This is a SERIOUS WORK OF PHILOSOPHY though it's also a damn good read, if you can keep up your concentration. In other words, it strikes that curious balance which we might ask of any really philosophical text: that it should be both hard work, and rewarding task - a thing you enjoy reading even though it's sometimes an effort to keep up. Indeed, it would be strange if this were not a tough read, since its content is so ambitious: Neiman proposes a revisionist history of Western philosophy, from Leibniz through to Freud and Nietzche. Although Neiman traces the tradition by focusing on familiar, canonical thinkers, her perspective is original in that she recongifures the tradition as an ongoing attempt to deal with the problem of EVIL. She proclaims her aim to be nothing less than 'to reorient the discipline to the real roots of philosophical questioning' (i.e. EVIL).

What is 'the problem of EVIL'? It is a long-standing philosophical quandary, though it's not exactly flavour-of-the-month among contemporary thinkers, since it is usually regarded as a theological issue, now almost irrelevant in a predominately atheist philosophical establishment. This is the traditional, theological formulation of the problem:

1. EVIL exists.

2. God is benevolent.

3. God is omnipotent.

How can these be reconciled? How can a God who is both benevolent enough to want good for humankind, and powerful enough to make it happen, let us live with such vulnerability to pain and misery? How can She let EVIL exist? Neiman argues that the problem has persisted, in one form or another, right through the Enlightenment and the growth of atheistic thought. With or without God in the picture, this problem is what motivates people to philosophise, as attested to by Schopenhauer:

If our life were without end and free from pain, it would possibly not occur to anyone to ask why the world exists.

So modern philosophical thought is still motivated by the questions, how do we fit the flourishing of EVIL (think starvation, tyrrany, Holocaust) into our worldview, how can we make sense of such a world? Though I am not convinced that Neiman has thus determined the absolute key to Western philosophy, I totally agree with her when she more modestly points out that at least EVIL isn't as damn boring as the epistemological and ontological discussions to which most philosophy students are now subjected.
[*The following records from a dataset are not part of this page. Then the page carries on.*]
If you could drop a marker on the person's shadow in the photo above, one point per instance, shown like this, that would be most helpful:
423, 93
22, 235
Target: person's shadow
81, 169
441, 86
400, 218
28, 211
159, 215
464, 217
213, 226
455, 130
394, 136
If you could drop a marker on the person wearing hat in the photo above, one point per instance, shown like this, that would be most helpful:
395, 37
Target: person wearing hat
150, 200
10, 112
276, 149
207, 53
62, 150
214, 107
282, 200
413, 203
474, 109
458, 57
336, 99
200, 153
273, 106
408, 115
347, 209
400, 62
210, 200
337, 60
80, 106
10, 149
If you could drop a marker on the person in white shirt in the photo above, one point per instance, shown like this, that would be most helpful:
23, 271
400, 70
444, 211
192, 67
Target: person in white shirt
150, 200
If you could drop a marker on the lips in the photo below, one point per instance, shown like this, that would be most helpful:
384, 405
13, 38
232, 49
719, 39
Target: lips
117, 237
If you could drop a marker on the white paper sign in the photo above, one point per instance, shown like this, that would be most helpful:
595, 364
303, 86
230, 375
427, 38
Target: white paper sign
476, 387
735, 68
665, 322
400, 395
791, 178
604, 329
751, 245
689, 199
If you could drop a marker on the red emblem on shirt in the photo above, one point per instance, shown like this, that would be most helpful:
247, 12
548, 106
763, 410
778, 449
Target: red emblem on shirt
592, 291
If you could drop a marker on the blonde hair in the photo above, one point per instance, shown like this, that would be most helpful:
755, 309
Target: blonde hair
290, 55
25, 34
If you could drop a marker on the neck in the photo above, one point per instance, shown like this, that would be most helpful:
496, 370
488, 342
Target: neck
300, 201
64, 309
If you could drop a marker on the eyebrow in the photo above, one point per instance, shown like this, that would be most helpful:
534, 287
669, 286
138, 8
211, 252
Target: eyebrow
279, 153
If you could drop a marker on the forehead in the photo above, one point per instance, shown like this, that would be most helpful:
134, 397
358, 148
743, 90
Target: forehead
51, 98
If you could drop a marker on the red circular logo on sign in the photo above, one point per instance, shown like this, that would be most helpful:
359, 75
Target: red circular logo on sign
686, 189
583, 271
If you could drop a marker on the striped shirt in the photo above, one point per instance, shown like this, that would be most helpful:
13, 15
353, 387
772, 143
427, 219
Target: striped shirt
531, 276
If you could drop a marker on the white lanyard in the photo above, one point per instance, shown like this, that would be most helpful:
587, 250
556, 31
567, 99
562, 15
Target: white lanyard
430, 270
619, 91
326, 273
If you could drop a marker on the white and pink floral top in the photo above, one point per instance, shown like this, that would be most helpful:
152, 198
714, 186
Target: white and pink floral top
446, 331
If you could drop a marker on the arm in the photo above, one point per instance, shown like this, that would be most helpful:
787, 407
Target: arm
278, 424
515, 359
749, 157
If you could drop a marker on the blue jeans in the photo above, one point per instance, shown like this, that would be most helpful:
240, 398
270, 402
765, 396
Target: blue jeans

Certainly Neiman's reading of figures such as Kant, Voltaire, Hegel and Marx is insightful, and effectively draws these thinkers together to a common cause - i.e. trying to incorporate the shittiness of the world into some kind of promising worldview. And for those who haven't previously read any classic European philosophy, Evil in Modern Thought would be a good place to start, since it makes these philosophers seem relevant, and emotionally compelling, where many philosophical overviews make the whole thing seem like some insane history of word-games. On the other hand, Neiman's final chapter, on dealing with EVIL in the wake of Auschwitz, seems to ignore a lot of post-war trends which I would have thought were ripe for discussion. A different author with a less classically focused reading might have had much more to say about philosophers such as Foucault, not to mention the emergence of post-structuralism.